Although these are good libraries, most of them still preserve the broad log-record shape: create an event-like record, attach metadata, decide when the message is constructed, and push the result through a sink.

They differ in how much work is deferred and whether message construction happens directly in the hot path, but the core abstraction is still a dynamic log record carrying metadata through a logging pipeline. The end result is that log invocations cost up to microseconds. Where we are targeting t2t in the microsecond teens and below, observability is a hefty price to pay.

Our objective, therefore, is to be able to generate structured, useful logging in Python applications - that can be aggregated and analysed downstream in logging pipeline(s) such as as for ingestion into a Loki database.

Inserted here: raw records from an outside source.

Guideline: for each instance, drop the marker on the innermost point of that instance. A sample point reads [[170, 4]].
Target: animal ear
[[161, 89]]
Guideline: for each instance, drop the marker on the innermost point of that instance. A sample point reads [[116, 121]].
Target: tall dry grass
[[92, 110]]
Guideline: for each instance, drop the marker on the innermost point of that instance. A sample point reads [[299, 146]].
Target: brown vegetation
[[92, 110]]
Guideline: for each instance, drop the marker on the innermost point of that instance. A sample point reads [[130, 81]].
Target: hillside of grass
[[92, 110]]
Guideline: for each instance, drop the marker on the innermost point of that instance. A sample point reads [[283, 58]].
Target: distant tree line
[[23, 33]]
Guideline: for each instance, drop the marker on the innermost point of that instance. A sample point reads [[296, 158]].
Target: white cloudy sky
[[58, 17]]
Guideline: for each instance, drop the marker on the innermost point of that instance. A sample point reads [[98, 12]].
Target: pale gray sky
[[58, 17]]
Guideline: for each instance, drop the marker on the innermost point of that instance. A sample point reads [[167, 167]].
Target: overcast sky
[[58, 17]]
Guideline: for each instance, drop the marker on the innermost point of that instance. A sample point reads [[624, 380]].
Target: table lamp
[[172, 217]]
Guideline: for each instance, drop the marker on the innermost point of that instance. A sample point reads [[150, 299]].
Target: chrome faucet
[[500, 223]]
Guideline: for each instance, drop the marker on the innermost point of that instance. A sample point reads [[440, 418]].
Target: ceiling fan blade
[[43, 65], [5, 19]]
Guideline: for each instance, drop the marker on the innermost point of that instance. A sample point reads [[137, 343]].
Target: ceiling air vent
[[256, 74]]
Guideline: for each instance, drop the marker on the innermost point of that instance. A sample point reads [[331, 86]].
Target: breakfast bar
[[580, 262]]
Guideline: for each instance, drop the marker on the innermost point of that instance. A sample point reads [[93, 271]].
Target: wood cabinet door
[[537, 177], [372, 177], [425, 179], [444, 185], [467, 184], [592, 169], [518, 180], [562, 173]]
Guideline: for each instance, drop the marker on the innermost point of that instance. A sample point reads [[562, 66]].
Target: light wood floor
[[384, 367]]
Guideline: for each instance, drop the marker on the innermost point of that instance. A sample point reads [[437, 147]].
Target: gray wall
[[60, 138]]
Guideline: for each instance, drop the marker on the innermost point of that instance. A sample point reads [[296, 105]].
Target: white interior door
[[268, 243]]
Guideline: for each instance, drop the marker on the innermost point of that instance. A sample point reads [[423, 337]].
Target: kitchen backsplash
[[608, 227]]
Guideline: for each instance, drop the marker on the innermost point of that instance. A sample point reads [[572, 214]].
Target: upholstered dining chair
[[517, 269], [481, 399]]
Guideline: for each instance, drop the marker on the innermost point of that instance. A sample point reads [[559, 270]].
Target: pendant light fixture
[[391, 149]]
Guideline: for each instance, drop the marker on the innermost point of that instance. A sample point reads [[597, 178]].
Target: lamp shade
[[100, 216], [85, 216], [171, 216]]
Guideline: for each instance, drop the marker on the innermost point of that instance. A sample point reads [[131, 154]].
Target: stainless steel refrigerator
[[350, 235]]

In order to target this objective, we would like to ask ourselves the following questions:

what components of log invocation add to the hot path?
how do we reduce the number of Python object allocations in that path?
which part of the logging workflow is actually costly: call-site lookup, record construction, argument formatting, handler traversal, serialization, or I/O?
do we walk the Python frame stack to recover metadata such as filename, pathname, function name, or line number, and if so, how often?
what concurrency mechanism makes logging thread-safe?
if the logger acquires a lock, where is that lock acquired and how expensive is it under contention?
does the caller thread format strings, or can formatting be deferred?
does the caller thread call into the kernel for file or stream writes, or is that pushed into a writer thread?
is the path synchronous with the sink, or does the caller only publish a compact record and move on?

Standard Path

A normal call like:

logger.info(”fill %d @ %f for %s”, qty, px, symbol)

can involve a surprisingly long sequence of work:

Enabled-level check: the logger has to decide whether the event is filtered out by the logger level, handler level, or effective inherited level.
Caller discovery / frame inspection: the logger may inspect Python frames to recover metadata such as filename, pathname, function name, and line number.
LogRecord construction: the logger creates a Python object representing the event.
Attribute population: the record is filled with message arguments, timestamps, process/thread metadata, exception information, stack data, and user-provided extra fields.
Handler traversal: Python logging is hierarchical, so the event may walk through logger and parent-handler control flow depending on propagation settings.
Filters: each logger or handler may run user-defined filters before the record is emitted.
Locks: handlers need synchronization because multiple threads may write into the same logging sink.
Formatting: the message string, structured fields, timestamp, exception text, or JSON representation are constructed.
Stream writes and flush behavior: the final bytes are written to stdout, a file, socket, or another sink, possibly crossing into the kernel or blocking on I/O.

The logging libraries including the ones we mentioned improve parts of this path, but many still operate in the same conceptual shape: create an event object, attach dynamic fields, render it, and pass it through a logging pipeline.

To break this latency floor, we have to remove pieces of the constraint rather than merely make each piece a little faster. The useful observation is that most log invocation sites are only partially dynamic.

For example, in printf-style logging invocations, the static information usually includes the format string, file name, line number, severity, number of arguments, and rough parameter types. The dynamic information is much smaller: the values passed into that invocation, occasional extra fields, and the timestamp.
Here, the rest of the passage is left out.